JAKARTA – Calon kepala daerah yang mengikuti Pemilihan Kepala Daerah (Pilkada) diprediksi bakal menyasar pemilih pemula di sekolah. Siswa yang menjadi pemilih pemula ini pun berpotensi menjadi target atau sasaran empuk untuk digerakkan saat kampanye.

Sekjen Federasi Serikat Guru Indonesia (FSGI), Heru Purnomo mengatakan, mulai banyak permintaan dari jajaran dinas pendidikan di sejumlah daerah yang meminta data nomor telepon seluler siswa maupun alumni SMA/SMK yang bakal menjadi pemilih pemula di Pilkada yang akan digelar akhir tahun mendatang ini. Untuk itu Heru meminta adanya pengawasan terhadap potensi praktik politisasi sekolah saat Pilkada ditingkatkan.

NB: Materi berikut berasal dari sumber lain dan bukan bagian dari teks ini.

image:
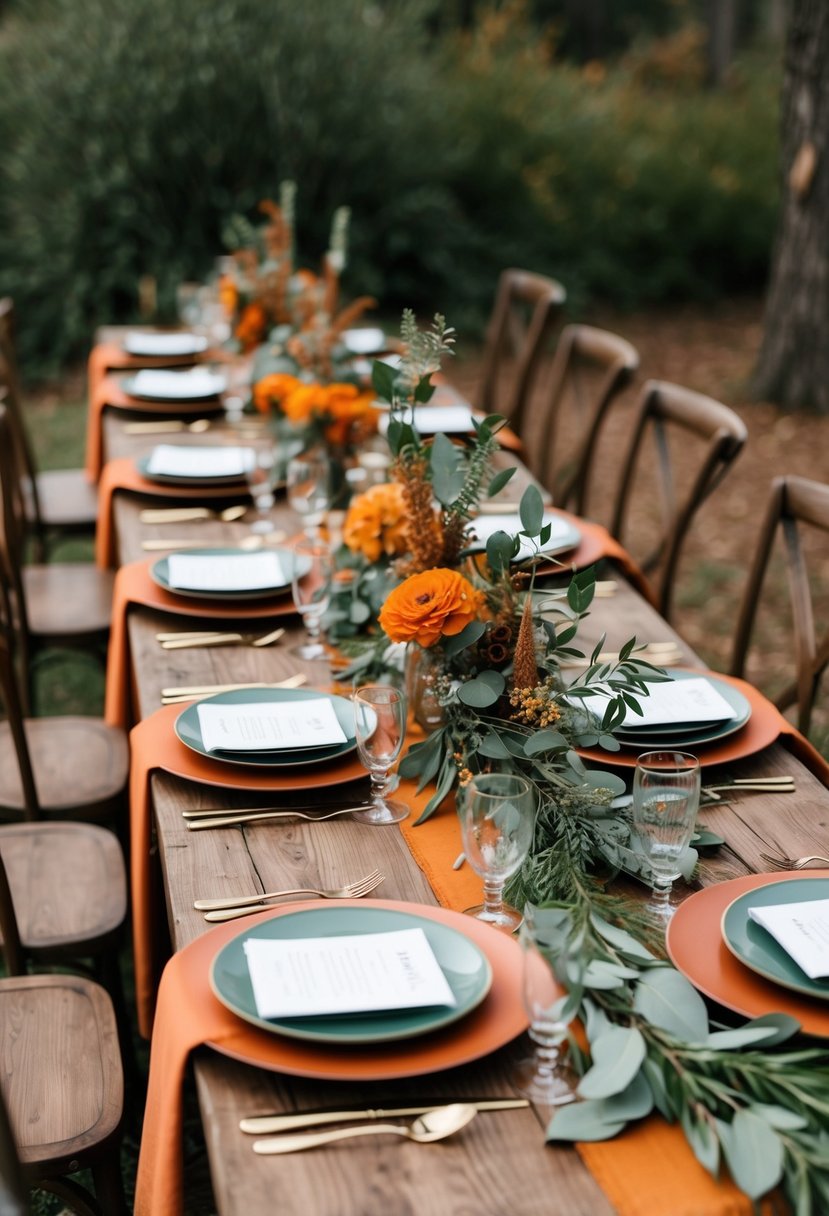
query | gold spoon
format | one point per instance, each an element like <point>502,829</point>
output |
<point>163,428</point>
<point>184,514</point>
<point>433,1126</point>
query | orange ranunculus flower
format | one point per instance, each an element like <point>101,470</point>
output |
<point>376,522</point>
<point>252,326</point>
<point>272,390</point>
<point>229,296</point>
<point>351,412</point>
<point>429,604</point>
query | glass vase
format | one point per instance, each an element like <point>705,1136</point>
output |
<point>423,669</point>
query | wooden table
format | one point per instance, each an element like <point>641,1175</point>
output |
<point>500,1164</point>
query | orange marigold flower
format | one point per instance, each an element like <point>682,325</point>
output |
<point>252,326</point>
<point>272,390</point>
<point>376,522</point>
<point>429,604</point>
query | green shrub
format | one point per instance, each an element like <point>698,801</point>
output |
<point>133,129</point>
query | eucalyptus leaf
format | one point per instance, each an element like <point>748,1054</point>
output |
<point>531,511</point>
<point>618,1056</point>
<point>500,480</point>
<point>581,1121</point>
<point>545,741</point>
<point>669,1001</point>
<point>744,1036</point>
<point>468,636</point>
<point>754,1153</point>
<point>703,1140</point>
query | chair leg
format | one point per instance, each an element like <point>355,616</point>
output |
<point>110,1186</point>
<point>108,972</point>
<point>73,1195</point>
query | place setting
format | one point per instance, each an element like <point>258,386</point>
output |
<point>759,945</point>
<point>717,718</point>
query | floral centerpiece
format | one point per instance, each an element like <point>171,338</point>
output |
<point>292,313</point>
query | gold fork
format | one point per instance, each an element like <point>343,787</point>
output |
<point>230,908</point>
<point>190,640</point>
<point>791,862</point>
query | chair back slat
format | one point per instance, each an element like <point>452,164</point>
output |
<point>794,502</point>
<point>590,370</point>
<point>526,307</point>
<point>665,407</point>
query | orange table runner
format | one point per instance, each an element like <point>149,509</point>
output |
<point>189,1015</point>
<point>123,474</point>
<point>637,1170</point>
<point>134,585</point>
<point>154,746</point>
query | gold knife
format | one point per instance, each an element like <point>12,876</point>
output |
<point>268,1125</point>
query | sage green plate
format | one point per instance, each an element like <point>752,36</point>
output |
<point>755,946</point>
<point>671,738</point>
<point>159,572</point>
<point>189,732</point>
<point>466,968</point>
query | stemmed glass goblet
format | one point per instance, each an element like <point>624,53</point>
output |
<point>497,821</point>
<point>379,715</point>
<point>309,489</point>
<point>542,1076</point>
<point>665,800</point>
<point>313,572</point>
<point>260,476</point>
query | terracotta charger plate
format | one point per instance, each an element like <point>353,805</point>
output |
<point>495,1022</point>
<point>760,731</point>
<point>181,761</point>
<point>697,949</point>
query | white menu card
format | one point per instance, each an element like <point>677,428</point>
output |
<point>229,572</point>
<point>802,929</point>
<point>165,344</point>
<point>676,702</point>
<point>560,530</point>
<point>176,460</point>
<point>314,977</point>
<point>429,420</point>
<point>178,386</point>
<point>270,726</point>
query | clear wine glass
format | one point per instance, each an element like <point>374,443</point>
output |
<point>309,489</point>
<point>497,821</point>
<point>379,714</point>
<point>543,1077</point>
<point>665,800</point>
<point>236,393</point>
<point>260,476</point>
<point>313,572</point>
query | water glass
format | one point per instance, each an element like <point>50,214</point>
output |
<point>260,474</point>
<point>665,800</point>
<point>543,1077</point>
<point>379,714</point>
<point>313,573</point>
<point>309,489</point>
<point>497,821</point>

“FSGI mendapatkan laporan adanya perintah pencatatan nomor HP alumni di jenjang pendidikan SMA dan SMK untuk diserahkan pada calon kepala daerah. Padahal perintah ini tidak ada kaitannya dengan kewajiban Pejabat Pembina Kepegawaian (PPK) dalam mencerdaskan kehidupan bangsa,” kata Heru dalam keterangannya, Senin, (14/9/20)

Terlebih lagi jika ada pasangan calon yang menjadikan guru sebagai alat kampanye untuk menggaet siswa. “Banyak pendidik akhirnya menggunakan sekolah untuk meraih suara para siswa yang menjadi pemilih pemula,” ujar Heru.

Terlebih di saat yang bersamaan, pihak sekolah juga tengah meminta nomor handphone siswa untuk pendataan subsidi kuota. Bisa saja nomor yang dimintakan ini nantinya juga disalahgunakan, yakni turut diserahkan kepada tim kampanye kepala daerah untuk kepentingan kampanye.

“Pemilih pemula adalah target bagi banyak calon kepala daerah karena jumlahnya hampir 30 persen dari total pemilih. Oleh karena itu, patut diduga, permintaan tersebut ada kaitannya dengan kepentingan pribadi calon tertentu yang ingin terpilih kembali,” sambung Heru.

Untuk itu dia meminta Badan Pengawas Pemilu (Bawaslu) di daerah untuk mencegah pemanfaatan dan politisasi sekolah dan siswa tersebut. Siswa tidak boleh dimanfaatkan untuk kepentingan politik.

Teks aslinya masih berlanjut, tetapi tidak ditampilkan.